„Boeing, Boeing“ am Landestheater Niederbayern

Umwerfender Kuß: Jacqueline (Katharina Elisabeth Kram) mit Bernard (Julian Ricker). Freund Robert (Stefan Merten) bleibt das Zusehen. © Landestheater Niederbayern/Peter Litvai

Aberwitziger „Transitverkehr“ mit Chaos

Boulevardkomödie in der Regie von Veronika Wolff

Ein Mann mit drei Frauen, die nicht voneinander wissen, kann das gut gehen? Der französische Beau Bernard meint ja, wenn die Liebeleien mathematisch nach dem Flugplan organisiert sind. In der Verfilmung mit Tony Curtis und Jerry Lewis wurde „Boeing, Boeing“ von  Marc Camoletti ein Kinohit; als Theaterstück kam das Stück ins Guinness-Buch der Rekorde. Jetzt ist die klassische Boulevardkomödie am Landestheater Niederbayern erstmals zusehen. Am Freitag war Premiere in Passau.

Diese Boulevard-Komödie unterhält auch heute noch, wenn man sie locker und schnell serviert. Dies tat Gastregisseurin Veronika Wolff. Timing ist hier das Zauberwort. Das war an diesem Abend perfekt. Denn schnell muss der verbale Schlagabtausch erfolgen, ebenso rapide die Auf- und Abtritte durch die vier Türen, die meist zugeschlagen werden, temporeich sind auch das Umdekorieren der Wohnung und das Versteckspiel in den Zimmern.

Klischees über Frauen und Männer

Das Stück nimmt die Klischees über Frauen und Männer auf die Schippe, der Wortwitz überzeugt auch heute noch. Mit den drei Stewardessen werden quasi Prototypen ihrer Zunft dargestellt: die verführerische Französin, die naive, liebliche Schweizerin und die selbstbewusste Amerikanerin. Sie alle vertreten ihre nationalen Fluglinien. Da sich am Himmel aber Planänderungen ergeben, kommt es auf Erden fast zu Kollisionen.

Schwenkt die US-Flagge und küsst Robert: Janet (Friederike Baldin und Stefan Merten). © Landestheater Niederbayern/Peter Litvai

Den drei Flugbegleiterinnen geben die Schauspielerinnen am Landestheater eine eigene Fasson. Friederike Baldin spielt die selbstbewusste Janet, trägt die Nationalfarben im Stewardessenkostüm, verlangt nach Eiern und Tomatensaft – und hat zwei weitere Liebhaber. Für sie ist der smarte Franzoseauch nur ein Zwischenstopp.

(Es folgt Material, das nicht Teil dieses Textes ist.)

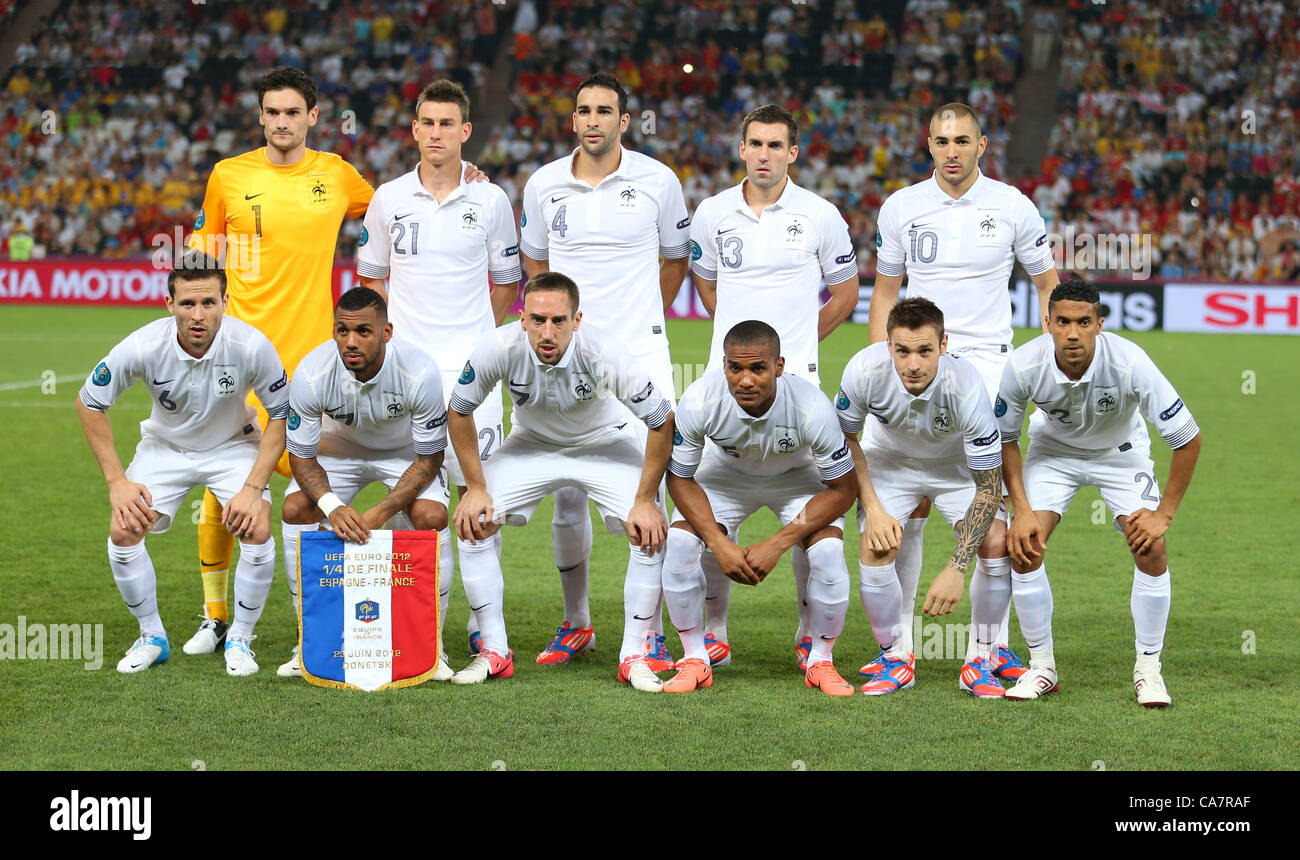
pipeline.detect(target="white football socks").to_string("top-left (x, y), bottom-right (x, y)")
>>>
top-left (857, 561), bottom-right (905, 651)
top-left (108, 539), bottom-right (166, 638)
top-left (280, 522), bottom-right (319, 605)
top-left (894, 517), bottom-right (930, 652)
top-left (551, 487), bottom-right (592, 627)
top-left (619, 545), bottom-right (665, 663)
top-left (966, 556), bottom-right (1011, 663)
top-left (460, 533), bottom-right (510, 657)
top-left (1011, 564), bottom-right (1054, 665)
top-left (663, 529), bottom-right (709, 664)
top-left (807, 538), bottom-right (849, 666)
top-left (230, 538), bottom-right (276, 639)
top-left (1128, 566), bottom-right (1171, 660)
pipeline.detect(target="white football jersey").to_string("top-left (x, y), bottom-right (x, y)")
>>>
top-left (995, 331), bottom-right (1201, 455)
top-left (356, 162), bottom-right (521, 369)
top-left (690, 179), bottom-right (858, 374)
top-left (81, 316), bottom-right (289, 452)
top-left (520, 148), bottom-right (690, 356)
top-left (835, 343), bottom-right (1002, 470)
top-left (451, 321), bottom-right (672, 447)
top-left (289, 338), bottom-right (447, 459)
top-left (876, 168), bottom-right (1054, 349)
top-left (668, 370), bottom-right (853, 481)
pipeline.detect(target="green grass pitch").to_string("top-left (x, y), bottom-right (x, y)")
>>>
top-left (0, 307), bottom-right (1300, 770)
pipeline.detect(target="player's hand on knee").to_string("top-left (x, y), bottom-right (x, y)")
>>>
top-left (922, 565), bottom-right (966, 617)
top-left (862, 507), bottom-right (902, 552)
top-left (1006, 511), bottom-right (1047, 569)
top-left (221, 485), bottom-right (263, 538)
top-left (108, 478), bottom-right (157, 535)
top-left (1125, 508), bottom-right (1173, 555)
top-left (329, 504), bottom-right (371, 543)
top-left (452, 490), bottom-right (493, 543)
top-left (714, 540), bottom-right (762, 586)
top-left (627, 501), bottom-right (668, 553)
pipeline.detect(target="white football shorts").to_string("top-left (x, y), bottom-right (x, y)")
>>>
top-left (1024, 440), bottom-right (1160, 531)
top-left (672, 446), bottom-right (844, 542)
top-left (285, 434), bottom-right (451, 508)
top-left (126, 435), bottom-right (270, 534)
top-left (484, 418), bottom-right (645, 534)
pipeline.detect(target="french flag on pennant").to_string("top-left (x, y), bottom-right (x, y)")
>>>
top-left (298, 531), bottom-right (438, 691)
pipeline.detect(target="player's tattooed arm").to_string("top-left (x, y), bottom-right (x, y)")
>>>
top-left (922, 468), bottom-right (1002, 616)
top-left (364, 451), bottom-right (443, 529)
top-left (948, 468), bottom-right (1002, 575)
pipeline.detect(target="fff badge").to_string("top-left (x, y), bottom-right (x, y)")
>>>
top-left (298, 531), bottom-right (438, 691)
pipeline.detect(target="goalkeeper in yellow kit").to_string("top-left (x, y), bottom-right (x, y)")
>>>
top-left (185, 66), bottom-right (374, 653)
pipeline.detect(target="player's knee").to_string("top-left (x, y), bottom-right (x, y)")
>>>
top-left (280, 492), bottom-right (316, 526)
top-left (551, 487), bottom-right (589, 526)
top-left (108, 524), bottom-right (148, 547)
top-left (411, 501), bottom-right (447, 531)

Katharina Elisabeth Kram schlüpft in das hochgeschlitzte Stewardessen-Kostüm der Jacqueline. Sie ist bis über beide Ohren in Bernard verliebt – und weiß immer wieder ihre Rechte als „Verlobte“ einzufordern. Das französische Cherie wird ihm schließlich bleiben.

Die Schweizerin Judith (Ella Schulz) verliebt sich in Robert (Stefan Merten). © Landestheater Niederbayern/Peter Litvai

Die dritte im Bunde ist Schweizerin Judith, gespielt von Ella Schulz, eine herrliche Naive, die aus dem Frauen-Trio ausschert, weil sie sich in Robert, Bernards Freund verliebt. Alle drei agieren mit Sprachakzenten und Klischees, die den jeweiligen Nationen anhaften. Alle drei werden in aufreizenden Tanz-Posen beim Küssen in die Waagrechte gebracht, bis das Schweizer Spätzli den Spieß umdreht . . .

Neu im Ensemble: Stefan Merten

Stefan Merten aus Euskirchen schloss 2012 die Schauspielschule am Deutschen Zentrum für Schauspiel und Film Köln ab und war seitdem hauptsächlich an Theater- und Filmschauspieler im Rheinland und Ruhrgebiet beschäftigt. In „Boeing, Boeing“ präsentiert er sich erstmals dem Publikum des Landestheaters Niederbayern. Hier ist er als Komödiant erster Klasse zu erleben. Er spielt Robert, der von der Provinz in die Hauptstadt kommt und hier in den Liebesreigen seines Freundes hineingezogen wird. Erst moralisch entrüstet, findet er – vor allem nach diversen Küssen mit den Gespielinnen Bernards – Gefallen an dem Treiben und mischt mit: Da werden die Bilder der Freundinnen im Wechselrahmen getauscht, ebenso die Andenken im Regal von der Freiheitsstatue über den Eifelturm bis zur Kuhglocke und auch „verräterische“ Sofakissen und Handtücher. Das alles blitzschnell – und oft im Zusammenspiel mit Berthe, die alles arrangiert („Das ist kein Leben für ein anständiges Dienstmädchen“).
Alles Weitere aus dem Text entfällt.